We have released statement regarding the suppression of Occupy Wall Street and other Occupy movements nationwide. The statement can be downloaded here [pdf]. Please distribute it widely.
The text of the statement is as follows:
The significance of the violent, pre-dawn, nationally-coordinated, and illegal police assaults on Occupy Wall Street and Occupiers across the country is deep and profound.

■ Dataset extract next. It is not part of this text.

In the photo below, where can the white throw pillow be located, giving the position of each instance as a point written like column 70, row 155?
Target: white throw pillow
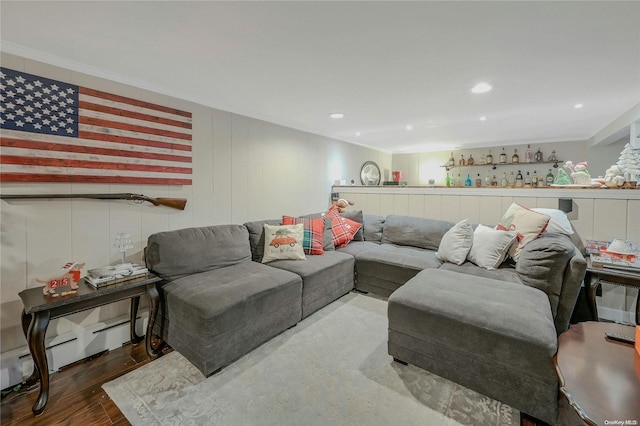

The decision of the New York State Supreme Court to overturn a previously obtained temporary restraining order (TRO) permitting evicted Occupiers to return to Zuccotti Park was virtually unsupported by any substantive factual showing of a compelling government purpose. The ruling ignored altogether the legally well-settled issue of symbolic speech in First Amendment jurisprudence. Even after the TRO was issued, New York Mayor Bloomberg, the NYPD and security guards employed by the park’s private owners openly defied the initial court order and attacked those who attempted to return. The disregard of civilian authority by the police is a dangerous harbinger of what lies ahead. The beatings, arrests, and confiscation and destruction of equipment belonging to clearly-identified journalists from mainstream news organizations has left “freedom of the press” in tatters.
The impact of these events extends far beyond the Occupy encampments. Evidence showing direct involvement of the FBI and Department of Homeland Security –without any valid legal basis or legitimate national security justification– in conjunction with at least 18 mayors and their respective police departments amounts to a civil and possibly criminal conspiracy not just to break up the protests, but to bully the American people and ensure their continued domination by the “1%” just as millions are reduced to abject poverty, joblessness and desperation. A system that cannot feed, clothe and house its people ultimately turns to violence.
The response of the majority — of the “99%”– to this crisis is something the progressive and revolutionary legal community can and must help influence. We can no longer confine our role to that of legal observer, technician or “first responder.” Even as we continue these important functions, we must at the same time go beyond and forward to play our part as the legal architects of the new and just society which “Occupy” has so eloquently articulated and envisioned. Here in Madison we have been largely spared the police violence of Wall Street and Occupy Oakland. Yet here, too, is political and economic repression in the form of massive budget cuts and destruction of vital social services; the ban on cameras and placards during sessions of the Wisconsin Legislature; the introduction of “fugitive slave” Arizona-type anti-immigrant legislation, the evisceration of collective bargaining rights and the imposition of voter ID requirements designed to disenfranchise the poorest and least organized among us. The violence of hunger, sickness and homelessness haunt our streets no less than that which was used to crush democracy in the streets of New York.
Thus, in the name of our own community and in defense of the besieged across this country, we in the National Lawyers Guild, Madison Chapter call upon all in our profession to answer the call of the moment: to explain these events to the people; to re-double our efforts to defend all existing legal protections and rights to which we are entitled; and to begin the process of creating a new, revolutionary jurisprudence that will guide us to a just and equitable society.